Os partidos aliados à presidente eleita, Dilma Rousseff, decidiram não só exigir a manutenção no próximo governo dos atuais ministérios que ocupam, mas também cobrar ágio: um novo ministério, uma diretoria de estatal, ou até mesmo um cargo no conselho político do governo, como reivindicou o PMDB. "Cada partido, sem exceção, quer manter o espaço que tem e um pouco mais", resumiu o presidente do PT, José Eduardo Dutra, coordenador da transição e interlocutor da presidente eleita junto aos aliados.

AE, Agência Estado

17 de novembro de 2010 | 08h03

Dutra entregou na noite de segunda-feira a Dilma as reivindicações dos partidos. De acordo com informação do próprio Dutra, Dilma não fez nenhum comentário sobre a extensa lista de pedidos dos aliados. Guardou-a para si e determinou que o presidente do PT continue conversando com os aliados sobre a montagem do governo.

Na lista feita por Dutra e repassada a Dilma constam, como parte do ágio, pedido do PC do B para, além de manter o Ministério dos Esportes, pegar também uma secretaria da área social, como a das Mulheres ou a da Igualdade Racial, que têm status de ministério, ou ainda a da Juventude, sem esse status. Atualmente todas essas secretarias são comandadas por petistas.

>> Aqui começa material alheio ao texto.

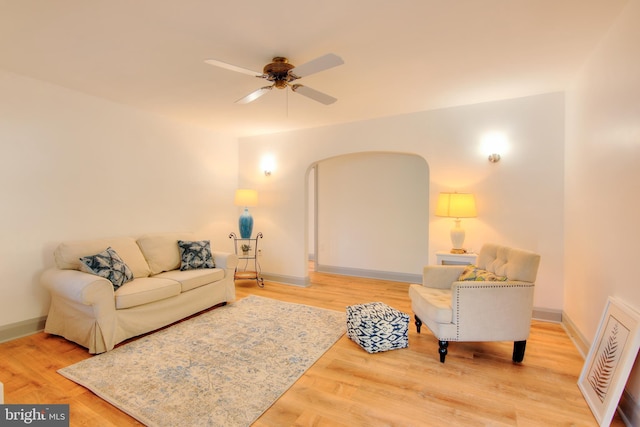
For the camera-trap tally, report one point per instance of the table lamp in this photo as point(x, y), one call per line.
point(456, 205)
point(246, 198)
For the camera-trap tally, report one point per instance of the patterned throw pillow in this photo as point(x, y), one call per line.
point(109, 265)
point(473, 273)
point(194, 255)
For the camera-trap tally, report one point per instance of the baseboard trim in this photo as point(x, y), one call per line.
point(547, 314)
point(581, 343)
point(22, 329)
point(370, 274)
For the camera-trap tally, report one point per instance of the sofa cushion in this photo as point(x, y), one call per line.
point(195, 254)
point(161, 250)
point(191, 279)
point(67, 255)
point(109, 265)
point(473, 273)
point(145, 290)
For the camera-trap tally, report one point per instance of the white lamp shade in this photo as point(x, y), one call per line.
point(246, 198)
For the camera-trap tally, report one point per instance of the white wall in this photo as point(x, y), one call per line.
point(520, 199)
point(76, 167)
point(603, 181)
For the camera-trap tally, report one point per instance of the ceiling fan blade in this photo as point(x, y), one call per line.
point(231, 67)
point(323, 98)
point(254, 95)
point(322, 63)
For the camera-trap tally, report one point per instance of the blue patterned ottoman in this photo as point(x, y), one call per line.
point(377, 327)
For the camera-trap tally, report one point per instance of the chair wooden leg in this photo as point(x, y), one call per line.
point(442, 350)
point(418, 322)
point(518, 350)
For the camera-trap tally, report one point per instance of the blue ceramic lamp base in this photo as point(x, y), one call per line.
point(245, 224)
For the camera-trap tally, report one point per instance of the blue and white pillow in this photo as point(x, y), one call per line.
point(109, 265)
point(195, 255)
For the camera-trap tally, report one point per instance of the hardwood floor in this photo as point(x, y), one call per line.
point(477, 386)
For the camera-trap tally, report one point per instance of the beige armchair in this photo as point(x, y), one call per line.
point(492, 301)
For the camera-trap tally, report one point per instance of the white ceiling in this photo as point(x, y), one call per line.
point(400, 56)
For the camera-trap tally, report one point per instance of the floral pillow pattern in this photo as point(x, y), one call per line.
point(109, 265)
point(473, 273)
point(195, 255)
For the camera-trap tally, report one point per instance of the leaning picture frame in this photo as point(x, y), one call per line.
point(610, 359)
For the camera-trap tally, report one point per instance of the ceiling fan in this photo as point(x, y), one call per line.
point(282, 74)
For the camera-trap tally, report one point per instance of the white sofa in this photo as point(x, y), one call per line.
point(86, 309)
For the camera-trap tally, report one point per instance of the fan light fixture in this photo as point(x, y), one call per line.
point(281, 73)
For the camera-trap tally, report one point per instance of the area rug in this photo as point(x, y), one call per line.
point(224, 367)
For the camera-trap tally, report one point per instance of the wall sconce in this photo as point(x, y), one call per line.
point(268, 164)
point(493, 145)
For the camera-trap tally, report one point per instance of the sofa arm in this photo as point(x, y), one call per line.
point(441, 276)
point(77, 286)
point(226, 260)
point(492, 311)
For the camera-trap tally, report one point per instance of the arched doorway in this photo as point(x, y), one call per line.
point(368, 215)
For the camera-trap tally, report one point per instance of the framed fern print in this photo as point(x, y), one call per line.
point(610, 360)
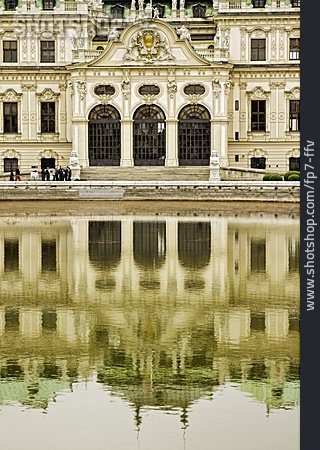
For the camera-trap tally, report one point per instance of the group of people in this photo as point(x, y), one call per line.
point(15, 176)
point(56, 174)
point(48, 174)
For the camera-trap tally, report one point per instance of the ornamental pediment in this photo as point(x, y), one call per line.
point(151, 42)
point(10, 95)
point(149, 46)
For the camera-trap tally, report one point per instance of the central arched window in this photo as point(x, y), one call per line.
point(117, 12)
point(104, 136)
point(48, 5)
point(259, 3)
point(194, 136)
point(199, 11)
point(149, 89)
point(10, 5)
point(149, 136)
point(161, 9)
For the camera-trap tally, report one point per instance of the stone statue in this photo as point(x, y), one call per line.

O PMDB, que reivindica seis ministérios e atualmente tem o comando de cinco pastas além do Banco Central - Saúde, Comunicações, Minas e Energia, Integração Nacional e Defesa -, quer ter lugar na equipe de conselheiros de Dilma Rousseff, com participação na reunião das 9 horas, quando todos os passos dos dias seguintes são definidos.

O PR apresentou a Dutra o pedido de manutenção do Ministério dos Transportes e também a direção do Departamento Nacional de Infraestrutura de Transportes (DNIT), como ocorre hoje. O PSB requereu a manutenção do Ministério de Ciência e Tecnologia e mais um outro ministério na área de infraestrutura. As informações são do jornal O Estado de S. Paulo.